Tesla gets a $330 million tax break for Nevada expansion



Tesla won more than $330 million in tax breaks from Nevada on Thursday for the company’s commitment to a massive expansion of its sprawling vehicle battery facilities east of Reno, including construction of a new electric semi-truck factory.

Approval from the Governor’s Office of Economic Development came as Gov. Joe Lombardo cited the benefit of good-paying jobs and a nearly decade-long boost to the local economy around Tesla’s huge Gigafactory.

“Tesla has far exceeded every promise they made going back to 2014,” said Lombardo, a Republican who chairs the board made up of top state elected, education and business officials.

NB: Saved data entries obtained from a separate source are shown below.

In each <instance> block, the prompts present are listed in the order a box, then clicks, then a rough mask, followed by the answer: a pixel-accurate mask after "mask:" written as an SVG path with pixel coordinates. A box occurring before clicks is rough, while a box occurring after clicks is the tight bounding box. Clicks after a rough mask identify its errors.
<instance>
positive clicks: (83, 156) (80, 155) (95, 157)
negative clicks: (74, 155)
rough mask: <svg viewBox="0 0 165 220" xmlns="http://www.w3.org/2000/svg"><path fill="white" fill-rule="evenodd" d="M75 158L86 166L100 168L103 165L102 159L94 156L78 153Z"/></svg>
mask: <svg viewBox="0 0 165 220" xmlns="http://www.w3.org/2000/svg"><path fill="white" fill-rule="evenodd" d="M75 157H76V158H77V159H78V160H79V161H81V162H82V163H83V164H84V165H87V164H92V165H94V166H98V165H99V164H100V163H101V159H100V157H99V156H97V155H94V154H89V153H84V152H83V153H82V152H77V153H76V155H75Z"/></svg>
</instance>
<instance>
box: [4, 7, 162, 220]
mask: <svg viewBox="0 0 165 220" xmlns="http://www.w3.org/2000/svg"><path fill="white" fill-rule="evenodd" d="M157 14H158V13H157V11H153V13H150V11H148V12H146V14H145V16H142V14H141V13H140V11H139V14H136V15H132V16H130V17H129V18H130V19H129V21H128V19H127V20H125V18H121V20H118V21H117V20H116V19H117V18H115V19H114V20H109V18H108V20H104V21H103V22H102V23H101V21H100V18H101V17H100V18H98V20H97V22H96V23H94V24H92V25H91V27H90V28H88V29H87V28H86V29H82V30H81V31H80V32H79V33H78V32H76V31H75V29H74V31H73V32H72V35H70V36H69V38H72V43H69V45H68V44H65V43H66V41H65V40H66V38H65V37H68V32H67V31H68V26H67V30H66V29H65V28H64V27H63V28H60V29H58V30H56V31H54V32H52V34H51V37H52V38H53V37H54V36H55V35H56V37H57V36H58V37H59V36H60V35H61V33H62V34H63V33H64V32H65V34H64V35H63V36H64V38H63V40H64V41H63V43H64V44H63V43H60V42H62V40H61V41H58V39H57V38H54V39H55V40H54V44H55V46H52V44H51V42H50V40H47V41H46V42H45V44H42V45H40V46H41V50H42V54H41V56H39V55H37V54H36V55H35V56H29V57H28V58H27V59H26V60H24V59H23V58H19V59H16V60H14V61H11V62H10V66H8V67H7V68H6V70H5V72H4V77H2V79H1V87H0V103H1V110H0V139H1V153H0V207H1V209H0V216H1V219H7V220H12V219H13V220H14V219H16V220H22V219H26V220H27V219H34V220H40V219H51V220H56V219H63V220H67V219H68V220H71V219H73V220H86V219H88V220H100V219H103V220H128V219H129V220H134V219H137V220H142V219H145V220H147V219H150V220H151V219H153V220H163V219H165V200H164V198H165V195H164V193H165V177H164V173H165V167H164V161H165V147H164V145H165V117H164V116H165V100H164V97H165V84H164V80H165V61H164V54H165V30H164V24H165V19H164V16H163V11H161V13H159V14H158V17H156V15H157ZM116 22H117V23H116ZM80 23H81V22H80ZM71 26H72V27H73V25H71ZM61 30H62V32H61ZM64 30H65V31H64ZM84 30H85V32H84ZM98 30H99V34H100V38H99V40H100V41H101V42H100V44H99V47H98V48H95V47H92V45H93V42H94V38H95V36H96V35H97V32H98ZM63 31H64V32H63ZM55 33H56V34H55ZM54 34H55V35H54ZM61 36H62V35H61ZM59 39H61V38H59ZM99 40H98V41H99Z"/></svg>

The deal is the latest to mark Northern Nevada as a focal point in the U.S. transition to green energy, as Democratic President Joe Biden’s administration seeks to move away from gas-powered vehicles in the larger fight against climate change.

Lombardo took office in January and has proposed a two-year state budget of $11 billion. He tweeted a photo of himself Jan. 24 with Tesla CEO Elon Musk at the industrial park east of Reno-Sparks and called the pending agreement “an incredible investment in our state.” Musk also owns Twitter and the rocket company SpaceX.

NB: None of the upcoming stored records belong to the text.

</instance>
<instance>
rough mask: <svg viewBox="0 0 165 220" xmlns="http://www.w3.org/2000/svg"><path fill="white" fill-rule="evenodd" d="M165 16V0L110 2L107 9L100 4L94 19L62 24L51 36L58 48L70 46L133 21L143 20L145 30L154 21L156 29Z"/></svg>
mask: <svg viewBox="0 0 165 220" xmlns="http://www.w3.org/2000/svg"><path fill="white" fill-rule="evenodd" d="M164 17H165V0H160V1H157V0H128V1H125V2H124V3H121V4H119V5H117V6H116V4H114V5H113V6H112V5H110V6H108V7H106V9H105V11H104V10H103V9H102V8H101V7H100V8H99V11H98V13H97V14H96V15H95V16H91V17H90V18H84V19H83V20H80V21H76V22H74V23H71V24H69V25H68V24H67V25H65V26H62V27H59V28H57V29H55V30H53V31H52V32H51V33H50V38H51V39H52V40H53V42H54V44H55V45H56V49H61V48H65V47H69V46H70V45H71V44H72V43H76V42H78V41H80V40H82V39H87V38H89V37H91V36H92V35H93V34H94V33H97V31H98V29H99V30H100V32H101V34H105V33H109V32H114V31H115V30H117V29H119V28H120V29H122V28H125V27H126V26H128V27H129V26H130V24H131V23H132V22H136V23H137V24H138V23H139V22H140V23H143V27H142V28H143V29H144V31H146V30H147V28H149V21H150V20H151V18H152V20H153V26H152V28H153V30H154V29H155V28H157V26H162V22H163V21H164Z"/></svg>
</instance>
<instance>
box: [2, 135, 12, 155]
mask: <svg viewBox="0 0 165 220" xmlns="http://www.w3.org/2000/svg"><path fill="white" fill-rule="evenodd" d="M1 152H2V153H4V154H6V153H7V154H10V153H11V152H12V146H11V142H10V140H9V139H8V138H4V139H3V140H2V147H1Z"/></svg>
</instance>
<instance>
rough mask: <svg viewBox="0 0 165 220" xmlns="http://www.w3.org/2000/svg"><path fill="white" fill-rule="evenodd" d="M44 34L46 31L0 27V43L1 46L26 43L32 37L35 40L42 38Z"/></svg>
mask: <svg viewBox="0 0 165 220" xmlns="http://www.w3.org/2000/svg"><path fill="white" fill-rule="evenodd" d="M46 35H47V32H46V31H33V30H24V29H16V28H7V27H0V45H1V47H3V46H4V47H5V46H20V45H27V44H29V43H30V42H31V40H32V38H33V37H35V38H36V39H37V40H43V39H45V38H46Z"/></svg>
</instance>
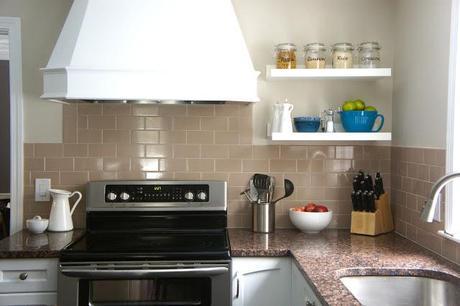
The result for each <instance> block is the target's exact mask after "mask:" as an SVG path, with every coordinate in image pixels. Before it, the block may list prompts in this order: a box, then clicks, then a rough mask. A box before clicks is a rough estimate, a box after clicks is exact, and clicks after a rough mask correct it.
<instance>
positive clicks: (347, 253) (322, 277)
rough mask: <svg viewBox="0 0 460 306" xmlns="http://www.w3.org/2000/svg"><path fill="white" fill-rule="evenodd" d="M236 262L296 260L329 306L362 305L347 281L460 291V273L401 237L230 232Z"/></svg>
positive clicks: (395, 236) (435, 257) (320, 299)
mask: <svg viewBox="0 0 460 306" xmlns="http://www.w3.org/2000/svg"><path fill="white" fill-rule="evenodd" d="M229 234H230V243H231V248H232V256H292V257H293V258H294V259H295V260H294V261H295V262H296V264H297V266H298V267H299V268H300V270H301V271H302V273H303V274H304V276H305V279H306V280H307V282H308V283H310V285H311V286H312V288H313V290H314V291H315V292H316V294H317V296H318V298H319V299H320V300H323V302H324V304H330V305H359V302H358V301H357V300H356V299H355V298H354V297H353V296H352V295H351V293H350V292H349V291H348V290H347V289H346V288H345V286H344V285H342V283H341V282H340V277H342V276H347V275H418V276H430V277H434V278H438V279H444V280H450V281H452V282H454V283H456V284H458V285H459V286H460V278H459V277H460V268H459V267H458V266H456V265H455V264H452V263H450V262H449V261H447V260H445V259H443V258H441V257H439V256H437V255H435V254H434V253H432V252H430V251H427V250H425V249H423V248H422V247H420V246H418V245H416V244H415V243H412V242H410V241H409V240H407V239H404V238H402V237H400V236H398V235H396V234H392V233H390V234H386V235H381V236H377V237H367V236H361V235H351V234H350V233H349V231H348V230H327V231H323V232H321V233H320V234H315V235H308V234H304V233H301V232H299V231H297V230H277V231H276V232H275V233H274V234H255V233H252V232H251V231H250V230H242V229H231V230H230V231H229Z"/></svg>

However, the $330 million figure remained secret until Monday due to a nondisclosure agreement between Tesla and state officials.

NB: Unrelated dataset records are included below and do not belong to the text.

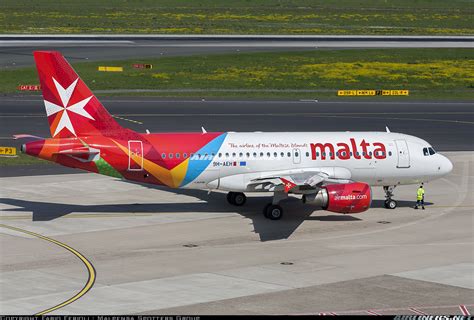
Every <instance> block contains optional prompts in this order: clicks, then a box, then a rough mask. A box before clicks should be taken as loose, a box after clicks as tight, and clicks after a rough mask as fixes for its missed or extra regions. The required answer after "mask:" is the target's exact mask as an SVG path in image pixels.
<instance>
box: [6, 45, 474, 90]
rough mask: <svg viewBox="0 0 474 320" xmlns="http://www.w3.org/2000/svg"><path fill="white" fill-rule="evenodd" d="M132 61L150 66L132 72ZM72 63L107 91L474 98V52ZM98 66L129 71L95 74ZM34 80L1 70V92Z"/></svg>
mask: <svg viewBox="0 0 474 320" xmlns="http://www.w3.org/2000/svg"><path fill="white" fill-rule="evenodd" d="M134 63H149V64H152V65H153V69H134V68H132V64H134ZM73 65H74V67H75V68H76V70H77V71H78V73H79V74H80V76H81V77H82V78H83V79H84V81H85V82H86V83H87V84H88V85H89V87H90V88H91V89H92V90H105V91H104V94H106V95H140V96H141V95H143V96H175V97H176V96H179V97H241V98H253V97H261V98H295V97H296V98H307V97H310V98H316V97H335V96H336V91H337V90H338V89H408V90H410V98H413V99H418V98H419V99H427V98H428V99H429V98H431V99H456V98H461V99H473V98H474V50H471V49H363V50H359V49H353V50H315V51H303V52H270V53H268V52H264V53H235V54H218V55H199V56H186V57H156V58H149V59H133V60H123V61H103V62H82V63H75V64H73ZM101 65H106V66H122V67H123V68H124V72H98V71H97V67H98V66H101ZM34 83H38V79H37V75H36V70H35V68H34V67H27V68H15V69H3V70H0V93H4V94H11V93H18V92H19V91H18V90H17V86H18V85H19V84H34ZM120 90H125V91H123V92H121V91H120ZM142 90H144V91H145V92H142ZM99 92H100V91H99ZM400 98H402V99H407V98H406V97H400Z"/></svg>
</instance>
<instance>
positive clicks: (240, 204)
mask: <svg viewBox="0 0 474 320" xmlns="http://www.w3.org/2000/svg"><path fill="white" fill-rule="evenodd" d="M231 198H232V202H233V204H234V205H236V206H243V205H244V204H245V201H247V197H246V196H245V194H243V193H242V192H235V193H234V194H233V195H232V197H231Z"/></svg>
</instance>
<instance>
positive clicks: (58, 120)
mask: <svg viewBox="0 0 474 320" xmlns="http://www.w3.org/2000/svg"><path fill="white" fill-rule="evenodd" d="M34 56H35V61H36V68H37V69H38V75H39V79H40V83H41V89H42V91H43V98H44V105H45V108H46V114H47V115H48V121H49V127H50V130H51V136H52V137H55V138H56V137H57V138H70V137H80V136H91V135H114V134H117V133H119V132H121V131H123V130H124V129H123V128H122V127H121V126H120V125H119V124H118V123H117V122H116V121H115V120H114V119H113V118H112V116H111V115H110V114H109V113H108V112H107V110H105V108H104V106H103V105H102V104H101V103H100V102H99V100H98V99H97V98H96V97H95V96H94V94H93V93H92V92H91V91H90V89H89V88H88V87H87V86H86V84H85V83H84V81H82V80H81V79H80V78H79V76H78V75H77V73H76V72H75V71H74V69H73V68H72V67H71V65H70V64H69V63H68V62H67V61H66V59H64V57H63V56H62V55H61V53H59V52H57V51H35V52H34Z"/></svg>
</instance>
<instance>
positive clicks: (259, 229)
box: [0, 184, 360, 241]
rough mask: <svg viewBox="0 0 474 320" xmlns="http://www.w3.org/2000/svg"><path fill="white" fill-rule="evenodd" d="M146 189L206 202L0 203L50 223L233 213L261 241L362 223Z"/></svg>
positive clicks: (193, 190) (12, 201) (302, 207)
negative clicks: (308, 229) (114, 217)
mask: <svg viewBox="0 0 474 320" xmlns="http://www.w3.org/2000/svg"><path fill="white" fill-rule="evenodd" d="M140 185H142V186H143V187H146V188H156V189H160V190H162V191H167V192H173V193H176V194H183V195H188V196H192V197H196V198H198V199H201V200H203V202H197V203H142V204H139V203H130V204H105V205H76V204H64V203H50V202H39V201H27V200H20V199H10V198H0V203H3V204H7V205H11V206H15V207H16V208H10V209H3V212H5V213H6V212H23V211H27V212H32V214H33V221H51V220H54V219H57V218H60V217H62V216H66V215H68V214H70V213H73V212H74V213H90V212H97V213H151V214H157V215H158V214H160V212H176V213H178V212H195V213H197V214H198V213H199V212H233V213H238V214H240V215H241V216H242V217H244V218H247V219H249V220H251V221H252V224H253V227H254V230H253V231H254V232H255V233H256V234H258V236H259V238H260V241H270V240H280V239H287V238H288V237H289V236H291V234H293V232H294V231H295V230H296V229H297V228H298V227H299V226H300V225H301V224H302V223H303V221H305V220H317V221H321V222H326V221H354V222H355V221H360V219H358V218H356V217H353V216H350V215H341V214H329V215H323V216H321V215H318V216H311V214H312V213H313V212H315V211H318V212H323V211H321V210H318V208H316V207H313V206H310V205H304V204H302V203H301V201H300V200H298V199H296V198H291V197H290V198H288V199H287V200H284V201H282V203H281V205H282V207H283V208H284V210H285V215H284V216H283V218H282V220H280V221H271V220H269V219H266V218H265V217H264V216H263V214H262V208H263V206H264V205H265V204H266V203H269V202H270V201H271V198H270V197H249V198H247V203H246V204H245V205H244V206H242V207H237V206H232V205H230V204H228V203H227V200H226V194H223V193H216V192H213V193H211V194H208V193H207V191H203V190H183V189H166V188H161V187H158V186H156V187H155V186H148V185H143V184H140Z"/></svg>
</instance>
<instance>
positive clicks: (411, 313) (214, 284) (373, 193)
mask: <svg viewBox="0 0 474 320" xmlns="http://www.w3.org/2000/svg"><path fill="white" fill-rule="evenodd" d="M473 154H474V153H473V152H448V153H446V154H445V155H446V156H447V157H448V158H449V159H450V160H451V161H452V162H453V164H454V169H453V171H452V172H451V173H450V174H449V175H447V176H446V177H443V178H442V179H439V180H435V181H432V182H430V183H427V184H426V185H425V190H426V195H425V200H426V201H425V204H426V210H413V205H414V203H415V201H414V200H415V197H416V188H417V186H416V185H414V186H413V185H412V186H398V187H397V188H396V189H395V199H396V200H397V201H398V204H399V206H398V207H397V208H396V209H395V210H388V209H385V208H383V200H384V195H383V192H382V188H373V190H372V191H373V197H374V201H373V202H372V207H371V209H370V210H368V211H366V212H363V213H360V214H354V215H343V214H336V213H331V212H327V211H323V210H319V209H318V208H316V207H313V206H311V205H304V204H302V203H301V201H300V200H299V199H296V198H293V197H292V198H290V199H288V200H287V201H284V202H282V203H281V205H282V206H283V208H284V210H285V216H284V217H283V219H282V220H279V221H270V220H268V219H265V218H264V217H263V214H262V208H263V206H264V205H265V204H266V203H268V202H269V201H270V196H271V195H270V194H248V201H247V203H246V204H245V205H244V206H241V207H235V206H231V205H229V204H228V203H227V201H226V199H225V198H226V196H225V193H218V192H212V193H211V194H208V192H207V191H205V190H172V189H167V188H158V187H157V188H155V187H153V186H144V185H138V184H132V183H127V182H124V181H121V180H119V179H115V178H111V177H107V176H101V175H96V174H89V173H86V174H74V175H50V176H33V177H31V176H29V177H9V178H0V186H1V187H0V188H1V191H2V192H1V196H0V222H1V224H0V244H1V248H2V259H0V271H1V274H2V290H1V291H0V310H1V311H2V313H5V314H35V313H37V312H40V311H42V310H45V309H48V308H51V307H54V306H57V305H60V306H61V305H62V307H60V308H59V309H56V310H54V311H52V312H49V314H76V315H77V314H80V315H83V314H135V313H144V314H229V313H230V314H319V313H326V314H363V315H371V314H403V315H416V314H418V315H424V314H430V315H431V314H457V315H461V314H465V315H466V314H469V313H470V314H472V313H473V312H474V250H473V249H474V238H473V236H474V234H473V230H474V229H473V228H474V225H473V222H474V221H473V219H472V210H473V207H474V202H473V197H472V194H473V191H474V184H473V182H474V180H473V179H474V176H473V172H474V161H473V159H474V157H473ZM25 232H26V233H25ZM29 232H34V233H35V234H31V233H29ZM44 237H47V238H44ZM51 239H52V240H53V241H56V242H51V241H52V240H51ZM57 241H59V242H57ZM63 245H65V246H68V247H69V248H72V249H73V250H75V251H68V250H66V248H67V247H64V246H63ZM77 252H79V253H80V254H81V255H82V258H81V257H79V256H78V255H77ZM85 259H87V260H85ZM85 261H87V262H88V263H89V265H87V263H86V262H85ZM83 288H88V289H90V290H85V291H84V290H83ZM76 295H78V299H77V300H73V299H72V298H73V297H75V296H76ZM63 303H64V304H63Z"/></svg>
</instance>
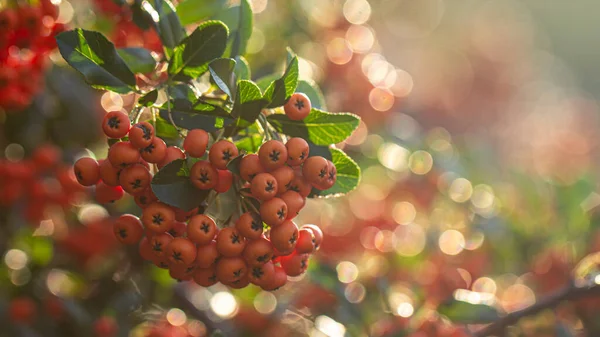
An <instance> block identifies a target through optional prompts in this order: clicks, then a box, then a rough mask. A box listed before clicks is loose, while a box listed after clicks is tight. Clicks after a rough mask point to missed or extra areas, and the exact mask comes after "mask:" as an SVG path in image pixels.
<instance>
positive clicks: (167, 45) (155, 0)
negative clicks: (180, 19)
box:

That drew complaints from some lawmakers in the Democratic-controlled state Legislature about having only three days to review a 20-year tax abatement.

“There is little to no opportunity to explore how this deal may affect housing supply, public schools, public safety, and other vital government services in the region,” Sen. Dina Neal said in a statement. The Democrat from North Las Vegas is chair of the chamber’s Revenue and Economic Development Committee. Neal did not immediately respond Thursday to messages seeking further comment.

Lombardo’s statement said Tesla has spent $6.2 billion on its existing 5.4 million square foot (501,676-square-meter) Gigafactory, which the governor said provided 17,000 construction jobs and more than 11,000 “highly paid permanent jobs.”

Tesla projects it will make another $3.6 billion capital investment, creating 3,000 new jobs at an average hourly rate of $33.49 with health insurance for 91% of its employees.

The company plans to add 4 million square feet (371,612 square meters) of production space at two new factories at the Truckee-Reno Industrial Center, about 20 miles (32 kilometers) east of Reno-Sparks along Interstate 80.

One plant will have capacity to produce batteries for 1.5 million light-duty vehicles a year, the company said. The other will have Tesla’s first production line for electric combination trucks. Musk has said the goal is a battery range of 500 miles (805 kilometers) when pulling an 82,000-pound (37,000-kilogram) load.

Public support for the deal came from the White House and Mitch Landrieu, Biden’s infrastructure chief; from University of Nevada, Reno President Brian Sandoval, a Republican who as Nevada governor approved an initial $1.3 billion Tesla abatement deal in 2014; and a preschool at the factory site that said it will expand its hours to accommodate workers.

Three elected lawmakers in rural Storey County, where the Tesla factory is located, lauded the economic benefit to the region. But they said the county of just 4,100 permanent residents deserves more tax revenue to support infrastructure and services including police, fire and EMS.

Tom Burns, executive director of the Governor’s Office of Economic Development, said in a statement that Tesla’s Gigafactory has propelled the state manufacturing industry and established lithium-ion batteries as the state’s eighth-largest export.

A Nevada-based recycling plant for electric vehicle batteries won a $2 billion green energy loan from the Biden administration in February.

On Wednesday, a federal appeals court refused to block construction of the largest lithium mine in the U.S., which is set to be dug in Northern Nevada, while the court considers claims by conservationists and tribes that the government illegally approved it in a rush to produce raw materials for electric vehicle batteries.